El continuo pulso entre los diferentes poderes en nuestro país, que en los meses pasados casi se ha vuelto un entretenimiento de corte novelesco y en razón de la nula altura moral demostrada por las partes, cuando por ejemplo el ejecutivo desconoce al legislativo o al judicial, a lo que estos responden, no con el silencio del que por solvencia no dignifica con una respuesta al agresor, sino en cambio con el silencio cómplice del que admite con una sonrisa socarrona, que las acusaciones son veraces.
Y es que, a lo impropio y caprichoso del comportamiento del ejecutivo, al que debemos sumar su insolvencia derivada de los excesos que comete cuando desoye lo mandatado por el judicial o cuando se niega a brindar los debidos reportes por el uso de los recursos a su disposición, o dar cuenta por los salarios duplicados que perciben algunos de sus ministros, o contradiciendo lo que él mismo designa como condición para regresar eventualmente al ejercicio laboral en el país, respondiendo claro a la gran empresa luego de acusar al legislativo de ser éste el que negocia con los poderes financieros, debemos sumar su equivalente en el papel representado por la asamblea legislativa o la corte suprema.
Pero a qué responde éste comportamiento tan cuestionable, las más de las veces penoso y reprochable?
Entendamos que de ningún modo se corresponde con el interés de defender el orden constitutivo, el cual del modo más vergonzoso han violentado los tres poderes en múltiples ocasiones y retorcido de acuerdo al interés que han perseguido.
No; esta conducta se corresponde con el propósito de imponer una particular agenda económica, ejecutante de uno u otro de los grupos financistas representados por las fuerzas políticas en pugna, a saber, la tradicional, delegada en la derecha histórica, como por la izquierda política vigente y no representativa de las fuerzas progresistas, que a su vez encuentran su antagonista en el nuevo partido de derecha, del que el ejecutivo es miembro y al que los partidos rémoras se pliegan de manera natural.

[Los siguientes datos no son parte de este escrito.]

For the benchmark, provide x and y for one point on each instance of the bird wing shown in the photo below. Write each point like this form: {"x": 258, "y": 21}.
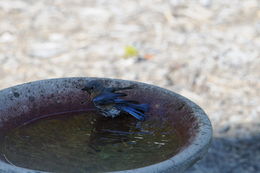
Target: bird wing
{"x": 138, "y": 115}
{"x": 107, "y": 97}
{"x": 114, "y": 89}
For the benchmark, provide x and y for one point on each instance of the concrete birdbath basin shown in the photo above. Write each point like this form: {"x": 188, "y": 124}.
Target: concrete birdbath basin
{"x": 52, "y": 126}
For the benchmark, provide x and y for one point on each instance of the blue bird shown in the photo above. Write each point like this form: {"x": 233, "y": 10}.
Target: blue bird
{"x": 109, "y": 102}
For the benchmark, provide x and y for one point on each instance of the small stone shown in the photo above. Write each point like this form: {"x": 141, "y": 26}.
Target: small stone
{"x": 47, "y": 49}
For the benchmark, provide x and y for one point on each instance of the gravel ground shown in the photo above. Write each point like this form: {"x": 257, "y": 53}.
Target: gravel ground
{"x": 206, "y": 50}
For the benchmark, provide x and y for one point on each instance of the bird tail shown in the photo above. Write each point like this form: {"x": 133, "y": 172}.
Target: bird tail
{"x": 140, "y": 107}
{"x": 137, "y": 114}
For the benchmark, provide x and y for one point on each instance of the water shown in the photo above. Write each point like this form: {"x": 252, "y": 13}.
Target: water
{"x": 88, "y": 142}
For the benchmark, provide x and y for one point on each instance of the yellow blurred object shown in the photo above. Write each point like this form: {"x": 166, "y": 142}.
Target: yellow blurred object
{"x": 130, "y": 51}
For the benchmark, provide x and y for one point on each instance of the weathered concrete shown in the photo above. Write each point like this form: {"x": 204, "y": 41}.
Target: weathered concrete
{"x": 22, "y": 103}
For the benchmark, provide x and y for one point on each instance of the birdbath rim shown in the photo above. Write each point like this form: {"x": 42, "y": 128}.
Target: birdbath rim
{"x": 196, "y": 149}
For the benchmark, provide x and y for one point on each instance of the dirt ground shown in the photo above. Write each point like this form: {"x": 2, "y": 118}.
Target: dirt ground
{"x": 206, "y": 50}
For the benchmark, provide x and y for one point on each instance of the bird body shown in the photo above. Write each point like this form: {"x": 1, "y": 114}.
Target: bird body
{"x": 110, "y": 104}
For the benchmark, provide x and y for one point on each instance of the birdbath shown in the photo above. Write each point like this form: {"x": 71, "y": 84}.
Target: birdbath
{"x": 52, "y": 126}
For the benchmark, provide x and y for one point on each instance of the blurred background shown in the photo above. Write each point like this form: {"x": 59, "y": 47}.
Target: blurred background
{"x": 206, "y": 50}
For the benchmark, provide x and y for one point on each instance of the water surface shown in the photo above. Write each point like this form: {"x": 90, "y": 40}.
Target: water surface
{"x": 88, "y": 142}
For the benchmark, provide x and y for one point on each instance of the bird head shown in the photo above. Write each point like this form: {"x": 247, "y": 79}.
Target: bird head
{"x": 93, "y": 88}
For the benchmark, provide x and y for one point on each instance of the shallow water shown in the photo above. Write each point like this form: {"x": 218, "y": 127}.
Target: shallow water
{"x": 88, "y": 142}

Ello porque simplemente ambos grupos de poder se quieren apropiar del pastel presupuestario, de los beneficios de la ley Lacap, o de sencillamente los réditos que derivarán de las privatizaciones venideras, impuestas como condición de los créditos contratados a la banca internacional, como antes hiciera la derecha política cuando se repartió los activos estatales en la década de los 90’s, que no beneficiara al soberano y que sí aumentara vertiginosamente los activos de apenas el 1%, de la población mientras sumía al resto en la pobreza y la violencia, constatado ello en los estudios realizados y publicados por el BID en diferentes momentos.
Y es que, como sucede ahora en otras latitudes, los empleadores deciden ya sobre los futuros recortes al bienestar social y laboral, que se justificarán en las condiciones que emergerán de la crisis, por lo que el escenario presente, es la cruda disputa por esos beneficios, a espaldas del soberano, y con la plena complicidad del aparataje estatal.